The US District Court for the Central District of Illinois has held that power plant owners are not liable under the Clean Water Act (CWA) for discharges of pollutants from coal ash disposal facilities through groundwater to waters of the US. The November 14 ruling is the latest in a series of recent defeats of CWA citizen suits premised on the so-called “groundwater conduit” theory.

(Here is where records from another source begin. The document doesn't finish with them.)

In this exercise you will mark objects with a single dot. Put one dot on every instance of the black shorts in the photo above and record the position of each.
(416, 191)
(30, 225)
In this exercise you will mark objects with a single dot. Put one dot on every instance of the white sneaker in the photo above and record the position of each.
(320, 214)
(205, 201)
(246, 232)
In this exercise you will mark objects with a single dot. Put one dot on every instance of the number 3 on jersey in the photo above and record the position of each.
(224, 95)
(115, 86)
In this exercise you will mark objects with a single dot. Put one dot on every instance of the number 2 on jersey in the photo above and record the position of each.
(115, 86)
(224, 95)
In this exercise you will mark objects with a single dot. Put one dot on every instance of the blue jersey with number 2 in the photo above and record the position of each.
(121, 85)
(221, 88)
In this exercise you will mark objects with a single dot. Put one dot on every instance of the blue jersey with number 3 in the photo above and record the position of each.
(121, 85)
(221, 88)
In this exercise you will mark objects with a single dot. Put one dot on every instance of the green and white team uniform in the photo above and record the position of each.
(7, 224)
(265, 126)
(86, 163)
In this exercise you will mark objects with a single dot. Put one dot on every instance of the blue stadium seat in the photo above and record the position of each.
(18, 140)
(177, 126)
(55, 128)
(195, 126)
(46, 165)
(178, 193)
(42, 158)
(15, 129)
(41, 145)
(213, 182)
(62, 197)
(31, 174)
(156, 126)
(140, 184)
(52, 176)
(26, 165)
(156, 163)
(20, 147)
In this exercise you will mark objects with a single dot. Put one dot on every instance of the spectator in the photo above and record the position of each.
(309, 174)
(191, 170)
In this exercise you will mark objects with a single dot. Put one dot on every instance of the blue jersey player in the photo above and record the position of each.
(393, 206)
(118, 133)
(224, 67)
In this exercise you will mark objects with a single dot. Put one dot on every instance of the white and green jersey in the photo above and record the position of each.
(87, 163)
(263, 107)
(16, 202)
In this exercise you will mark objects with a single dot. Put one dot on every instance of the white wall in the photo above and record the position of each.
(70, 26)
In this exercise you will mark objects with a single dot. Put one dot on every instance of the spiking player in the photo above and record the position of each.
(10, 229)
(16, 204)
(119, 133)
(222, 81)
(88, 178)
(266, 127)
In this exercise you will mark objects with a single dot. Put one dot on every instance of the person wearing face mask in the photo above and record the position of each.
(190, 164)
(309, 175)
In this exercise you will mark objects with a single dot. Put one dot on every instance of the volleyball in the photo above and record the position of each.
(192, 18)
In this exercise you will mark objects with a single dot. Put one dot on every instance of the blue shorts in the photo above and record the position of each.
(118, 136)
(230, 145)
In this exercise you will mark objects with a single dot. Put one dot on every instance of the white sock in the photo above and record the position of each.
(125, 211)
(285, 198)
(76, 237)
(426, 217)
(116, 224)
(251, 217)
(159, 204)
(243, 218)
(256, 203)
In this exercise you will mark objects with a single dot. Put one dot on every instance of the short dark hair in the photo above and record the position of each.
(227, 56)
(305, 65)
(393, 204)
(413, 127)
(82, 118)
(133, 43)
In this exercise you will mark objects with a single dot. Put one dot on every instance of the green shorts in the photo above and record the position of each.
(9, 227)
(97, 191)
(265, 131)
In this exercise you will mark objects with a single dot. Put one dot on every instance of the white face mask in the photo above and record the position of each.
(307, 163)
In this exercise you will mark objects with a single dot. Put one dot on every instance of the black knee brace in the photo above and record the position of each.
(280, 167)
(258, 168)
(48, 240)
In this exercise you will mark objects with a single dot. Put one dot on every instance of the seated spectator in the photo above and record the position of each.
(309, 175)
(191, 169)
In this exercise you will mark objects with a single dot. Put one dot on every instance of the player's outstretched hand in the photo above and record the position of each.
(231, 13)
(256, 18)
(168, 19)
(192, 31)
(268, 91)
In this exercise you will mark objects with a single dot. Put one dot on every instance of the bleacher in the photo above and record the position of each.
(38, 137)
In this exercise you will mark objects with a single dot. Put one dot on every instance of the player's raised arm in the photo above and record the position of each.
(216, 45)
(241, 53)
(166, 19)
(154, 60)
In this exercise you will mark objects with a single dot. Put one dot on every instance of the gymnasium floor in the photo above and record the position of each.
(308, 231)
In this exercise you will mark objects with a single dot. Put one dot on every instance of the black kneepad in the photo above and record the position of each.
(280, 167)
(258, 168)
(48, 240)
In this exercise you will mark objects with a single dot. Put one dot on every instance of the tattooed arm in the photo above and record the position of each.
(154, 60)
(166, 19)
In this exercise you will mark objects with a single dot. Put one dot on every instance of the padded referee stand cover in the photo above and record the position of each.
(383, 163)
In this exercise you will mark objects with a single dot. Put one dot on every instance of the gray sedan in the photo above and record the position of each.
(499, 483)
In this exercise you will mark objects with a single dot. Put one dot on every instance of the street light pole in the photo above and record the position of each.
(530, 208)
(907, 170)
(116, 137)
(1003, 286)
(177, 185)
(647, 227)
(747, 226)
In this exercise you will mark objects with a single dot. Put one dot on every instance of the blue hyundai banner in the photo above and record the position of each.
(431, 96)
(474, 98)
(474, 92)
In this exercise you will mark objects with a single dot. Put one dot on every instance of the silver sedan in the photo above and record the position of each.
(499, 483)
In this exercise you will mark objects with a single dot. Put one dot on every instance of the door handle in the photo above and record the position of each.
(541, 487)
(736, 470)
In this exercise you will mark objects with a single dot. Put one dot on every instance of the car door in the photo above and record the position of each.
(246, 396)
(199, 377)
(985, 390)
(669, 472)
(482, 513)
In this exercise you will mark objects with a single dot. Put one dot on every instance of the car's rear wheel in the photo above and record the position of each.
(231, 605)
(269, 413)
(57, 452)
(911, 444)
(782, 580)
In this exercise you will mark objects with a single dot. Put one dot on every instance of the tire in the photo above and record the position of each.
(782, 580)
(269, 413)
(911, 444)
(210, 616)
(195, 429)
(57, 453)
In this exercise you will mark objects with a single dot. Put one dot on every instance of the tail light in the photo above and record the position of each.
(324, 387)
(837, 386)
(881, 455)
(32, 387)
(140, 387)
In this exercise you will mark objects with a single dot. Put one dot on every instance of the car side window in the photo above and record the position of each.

Plaintiffs in Prairie Rivers Network v. Dynegy Midwest Generation, LLC initiated a CWA citizen suit against the owners of the Vermilion Power Station, a retired coal-fired power plant in Illinois. Plaintiffs alleged that defendants unlawfully discharged pollutants into groundwater from unpermitted seeps in their coal ash disposal facility and this groundwater was hydrologically connected to the Middle Fork of the Vermillion River. The district court relied on prior US Court of Appeals for the Seventh Circuit precedent (outside the coal ash context), holding that the CWA does not govern discharges of pollutants into groundwater, even if there is a hydrologic connection between the groundwater and waters of the US. Unlike other recent cases evaluating CWA liability from coal ash facility seepage into groundwater, this court did not address whether the coal ash facility was a “point source” under the CWA, given the existing circuit court precedent on the groundwater conduit theory.